La segunda vez que percibí la diferencia entre los chilenos y los argentinos al volante fue en 2003 mientras bajaba de los Andes al Pacífico por el Desierto de Atacama. En la ruta de vocación marciana (puro cielo azul cobalto y pura piedra roja astillada) no había nadie pero de pronto a lo lejos hubo un autobús que iba en mi misma dirección y un cruce de ferrocarril minero con una señal roja de STOP. Yo venía a buena velocidad y gracias a la amplia visual, persuadido de que no había trenes en muchas leguas a la redonda no pensaba aminorar gran cosa mi velocidad para cruzar un paso a nivel sin barreras en ese pedregal infinito. Grande fue mi sorpresa al aproximarme al cruce ver que el autobús se detenía (literalmente, hasta cero kilómetros por hora) frente a la señal de STOP y su conductor oteaba a ambos lados de las vías desiertas antes de volver a enganchar la primera.

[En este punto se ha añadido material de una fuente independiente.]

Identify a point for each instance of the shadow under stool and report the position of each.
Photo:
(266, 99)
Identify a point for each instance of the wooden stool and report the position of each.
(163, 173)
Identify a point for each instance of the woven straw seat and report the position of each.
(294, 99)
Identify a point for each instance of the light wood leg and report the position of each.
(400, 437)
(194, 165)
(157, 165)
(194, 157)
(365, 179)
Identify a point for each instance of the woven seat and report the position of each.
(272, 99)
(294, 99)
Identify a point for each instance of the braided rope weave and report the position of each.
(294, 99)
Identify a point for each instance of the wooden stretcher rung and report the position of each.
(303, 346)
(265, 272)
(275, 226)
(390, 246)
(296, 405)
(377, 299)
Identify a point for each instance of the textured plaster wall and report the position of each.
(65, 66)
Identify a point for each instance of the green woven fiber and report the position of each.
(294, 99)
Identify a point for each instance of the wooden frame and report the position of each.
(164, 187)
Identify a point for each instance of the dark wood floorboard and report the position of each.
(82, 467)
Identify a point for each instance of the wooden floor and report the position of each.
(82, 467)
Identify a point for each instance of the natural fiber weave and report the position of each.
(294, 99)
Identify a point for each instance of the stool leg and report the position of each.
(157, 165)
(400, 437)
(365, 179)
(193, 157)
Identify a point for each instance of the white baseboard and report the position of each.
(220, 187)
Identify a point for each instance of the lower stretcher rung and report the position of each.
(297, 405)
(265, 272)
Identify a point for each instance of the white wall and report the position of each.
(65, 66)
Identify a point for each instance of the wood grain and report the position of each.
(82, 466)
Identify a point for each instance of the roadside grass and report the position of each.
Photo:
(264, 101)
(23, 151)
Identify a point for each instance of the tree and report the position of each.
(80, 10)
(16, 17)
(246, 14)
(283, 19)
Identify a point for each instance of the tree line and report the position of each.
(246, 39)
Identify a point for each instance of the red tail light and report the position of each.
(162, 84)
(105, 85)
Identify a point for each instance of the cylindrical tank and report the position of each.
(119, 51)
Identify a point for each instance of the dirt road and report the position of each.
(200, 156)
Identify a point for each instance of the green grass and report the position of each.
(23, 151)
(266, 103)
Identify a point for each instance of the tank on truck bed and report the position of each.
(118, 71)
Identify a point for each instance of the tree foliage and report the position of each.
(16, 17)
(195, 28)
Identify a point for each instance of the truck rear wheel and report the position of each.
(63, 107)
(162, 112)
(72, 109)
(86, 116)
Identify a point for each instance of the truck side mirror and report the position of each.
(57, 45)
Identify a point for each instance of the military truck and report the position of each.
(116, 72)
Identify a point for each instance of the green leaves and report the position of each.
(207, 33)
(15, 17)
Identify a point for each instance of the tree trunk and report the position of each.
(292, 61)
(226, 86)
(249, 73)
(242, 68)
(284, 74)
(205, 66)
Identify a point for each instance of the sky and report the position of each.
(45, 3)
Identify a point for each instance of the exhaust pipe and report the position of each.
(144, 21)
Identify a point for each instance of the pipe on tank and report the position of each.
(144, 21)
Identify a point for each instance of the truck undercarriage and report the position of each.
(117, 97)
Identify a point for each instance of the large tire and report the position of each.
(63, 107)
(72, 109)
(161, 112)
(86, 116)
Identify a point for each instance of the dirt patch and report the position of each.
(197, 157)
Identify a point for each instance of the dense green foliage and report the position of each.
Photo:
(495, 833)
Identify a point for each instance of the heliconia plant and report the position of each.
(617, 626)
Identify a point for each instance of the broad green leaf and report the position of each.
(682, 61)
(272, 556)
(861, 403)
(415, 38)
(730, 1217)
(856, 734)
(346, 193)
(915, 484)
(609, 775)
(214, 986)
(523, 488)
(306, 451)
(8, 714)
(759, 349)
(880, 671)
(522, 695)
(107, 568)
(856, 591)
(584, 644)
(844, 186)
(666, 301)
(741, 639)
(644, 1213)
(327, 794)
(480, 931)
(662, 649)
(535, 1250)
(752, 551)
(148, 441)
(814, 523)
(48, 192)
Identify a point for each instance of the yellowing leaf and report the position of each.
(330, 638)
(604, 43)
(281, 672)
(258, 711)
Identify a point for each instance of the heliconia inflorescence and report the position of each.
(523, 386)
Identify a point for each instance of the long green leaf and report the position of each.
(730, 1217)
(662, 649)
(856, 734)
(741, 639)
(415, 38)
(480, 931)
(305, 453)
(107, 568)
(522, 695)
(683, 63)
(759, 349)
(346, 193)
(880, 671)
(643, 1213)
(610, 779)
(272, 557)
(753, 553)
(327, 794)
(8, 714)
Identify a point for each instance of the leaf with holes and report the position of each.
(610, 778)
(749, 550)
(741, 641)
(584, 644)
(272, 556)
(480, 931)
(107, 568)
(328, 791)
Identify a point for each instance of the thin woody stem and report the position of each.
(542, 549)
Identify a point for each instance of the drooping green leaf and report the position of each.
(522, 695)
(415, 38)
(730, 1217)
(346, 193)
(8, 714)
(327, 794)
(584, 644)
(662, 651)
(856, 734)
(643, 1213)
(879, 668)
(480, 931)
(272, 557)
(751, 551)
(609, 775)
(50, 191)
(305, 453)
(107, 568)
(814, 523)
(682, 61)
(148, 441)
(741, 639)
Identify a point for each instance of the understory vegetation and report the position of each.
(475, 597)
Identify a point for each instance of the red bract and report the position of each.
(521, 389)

Tuve un satori instantáneo y me llovió un Chile sobre mi argentinidad. Pasé los siguientes cientos de kilómetros, hasta que apareció el Océano Pacífico, haciendo mentalmente análisis FODA de una Argentina que se caga en las señales de PARE y un Chile que respeta a rajatabla las de STOP. Creo que tanto en tiempos de paz como de guerra, la boluda disciplina chilena es lamentablemente superior a nuestra avivada anarquía argentina. Me encantaría que fuera al revés, sobre todo porque ello implica cierta repugnante superioridad de la dictadura pinochetista frente a la dictadura videlista-violista-galteriana-bignonesca. Mientras acá los mierda se preocupaban de amenazar a los conductores en zonas militares a que no se detuvieran o el centinela les haría fuego encima, los de allá dieron vuelta una forma nacional de manejar. Porque hasta que a Pinochet se le antojó ordenar el tránsito, los chilenos manejaban más anárquico que los argentinos. Y Pinocho los puso a todos en escuadra, carabineramente. Aprendieron tan bien que ni siquiera con tres gobiernos democristianos y/o socialistas se les aflojó el nudo de la corbata vial, bien al contrario.
Hace unos años tuve un día curioso en Chile: iba recorriendo la nueva ruta costera del Pacífico y en Pichilemu levanté a un carabinero que hacía dedo. Lo llevé durante un rato hasta otro pueblo y mientras conversábamos fui tranquilamente cargando y fumando mi pipa. Unas horas más tarde otro carabinero me detuvo en la ruta por exceso de velocidad: su instrumento portátil registraba que yo iba una decena de kilómetros por hora más veloz que lo permitido. Mientras estaba detenido y el carabinero inspeccionaba mis documentos, me dispuse a lo más natural en semejante trance: cargar y encender mi pipa, sentado frente al volante. Me sorprendió ver que el carabinero de marras se sorprendía como si yo me hubiera abierto la bragueta y puesto a masturbarme.
Con bastante gentileza me explicó que en Chile fumar al volante está prohibido y mi expresión de sorpresa fue tan genuina (le comenté que los argentinos no sólo fumamos al volante sino que además cebamos mate, a veces las dos cosas al mismo tiempo y a toda velocidad) que el carabinero se abstuvo de multarme por exceso de velocidad y por fumar al volante, recomendándome algo que ese día escuché por primera vez: “conduzca a la defensiva”. Una frase que nunca más me abandonó y llevo prendida en el pecho como una escarapela cuando manejo entre argentinos que “manejan a la ofensiva”.
Otra cosa que me gusta de las rutas chilenas es que en la estación de peaje pagan todos: ambulancias y carabineros también. Lo que no me gusta de las rutas chilenas es que siempre anda por ahí algún chilenito resentido con los argentinos que de una forma u otra se encarga de hacernos de saber que no nos quieren mucho a ese lado de los Andes. El carabinero puede ser indulgente, pero ese anónimo chileno huevón puede ser implacable con los autos argentinos: siente que hace patria con su disciplinamiento ejemplar. Te raya la pintura, te rompe un espejo por gusto.